Если бы он мог не видеть всего этого — ни вещей, ни людей, — вот тогда, может быть, для него наступил бы покой. Но они не исчезали, и он закрывал глаза в надежде вернуться назад, в прошлое, очутиться в другом мире, среди иных людей и картин. Но и там он видел все тот же образ, по первому впечатлению отзывчивый и добрый, но именно в доброте своей неприятный, — образ жены. Повсюду, во всех уголках прошлого, она являлась со своим извечным требованием, загораживала ему дорогу и говорила: дай денег…
"Дай денег" — эти слова были постоянным и неизменным лейтмотивом какофонии жизни: деньги на то, деньги на это… И он давал им деньги: правда, не сразу, довольный хоть тем, что помучил их, Заставил понять, что нельзя все же так обирать его.
Но сейчас, совершенно обессиленный, распластанный, как труп, на постели, он уже не испытывал страха перед этими роковыми словами. Он с облегчением сознавал, что теперь уже не он о них, а они о нем вынуждены будут заботиться, что теперь они неожиданно окажутся в том положении, в котором до этого приходилось быть ему.
При этой мысли, печальной и горькой, на лице у него появилась слабая улыбка, словно он готов был заплакать от радости. Сознание, что теперь они станут заботиться о нем, а он будет лежать, было таким новым, таким утешительным, как, пожалуй, ни одна из самых громких фраз его цветистого словаря.
Эта наступившая в его жизни счастливая перемена омрачалась лишь ощущением близкой опасности, страхом за свою жизнь, пока еще смутным, но таящим в себе весь ужас небытия.
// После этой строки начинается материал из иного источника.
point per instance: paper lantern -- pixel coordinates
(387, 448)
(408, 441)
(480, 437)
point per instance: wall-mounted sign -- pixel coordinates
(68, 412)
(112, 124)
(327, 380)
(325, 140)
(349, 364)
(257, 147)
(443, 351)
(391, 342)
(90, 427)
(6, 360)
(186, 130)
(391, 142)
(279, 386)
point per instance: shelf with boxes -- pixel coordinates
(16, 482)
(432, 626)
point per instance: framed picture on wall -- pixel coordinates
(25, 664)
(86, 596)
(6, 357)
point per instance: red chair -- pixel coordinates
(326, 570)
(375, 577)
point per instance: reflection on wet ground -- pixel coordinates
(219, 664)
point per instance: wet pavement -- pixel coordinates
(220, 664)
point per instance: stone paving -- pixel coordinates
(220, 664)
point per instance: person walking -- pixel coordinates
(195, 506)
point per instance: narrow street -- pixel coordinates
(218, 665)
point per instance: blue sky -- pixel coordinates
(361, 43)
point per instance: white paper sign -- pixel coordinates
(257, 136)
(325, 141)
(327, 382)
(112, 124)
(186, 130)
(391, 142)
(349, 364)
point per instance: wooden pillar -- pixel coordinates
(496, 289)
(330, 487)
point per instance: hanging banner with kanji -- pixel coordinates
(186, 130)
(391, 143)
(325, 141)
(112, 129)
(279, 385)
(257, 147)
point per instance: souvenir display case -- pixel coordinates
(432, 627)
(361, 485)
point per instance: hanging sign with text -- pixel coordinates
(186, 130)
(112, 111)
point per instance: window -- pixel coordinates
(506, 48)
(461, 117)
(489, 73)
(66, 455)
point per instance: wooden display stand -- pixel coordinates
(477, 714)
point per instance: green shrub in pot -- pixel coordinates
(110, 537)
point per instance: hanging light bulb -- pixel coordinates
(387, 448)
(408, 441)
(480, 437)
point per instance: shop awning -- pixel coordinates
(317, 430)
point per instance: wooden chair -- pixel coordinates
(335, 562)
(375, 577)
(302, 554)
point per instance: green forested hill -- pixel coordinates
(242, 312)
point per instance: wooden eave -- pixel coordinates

Однако его долголетние страдания, вызванные семейными распрями, уверенность, что он — самый праведный из мучеников, действительно могли заставить его обрадоваться случившемуся. Слабость, приковавшая его к постели, тишина, полумрак от опущенных занавесей — все это сводило его мысли к одному. Заботы жены, ее видимый испуг он истолковывал, как раскаяние; это укрепляло его в убеждении, что он мученик, и вызывало какое-то скрытое злорадство. Все предметы, окружавшие его, — и гардероб, и зеркало, и ковер, купленные после долгих и тяжких скандалов, — словно выступали свидетелями против нее, казалось, говорили: вот, дескать, до чего довели человека ее глупые прихоти.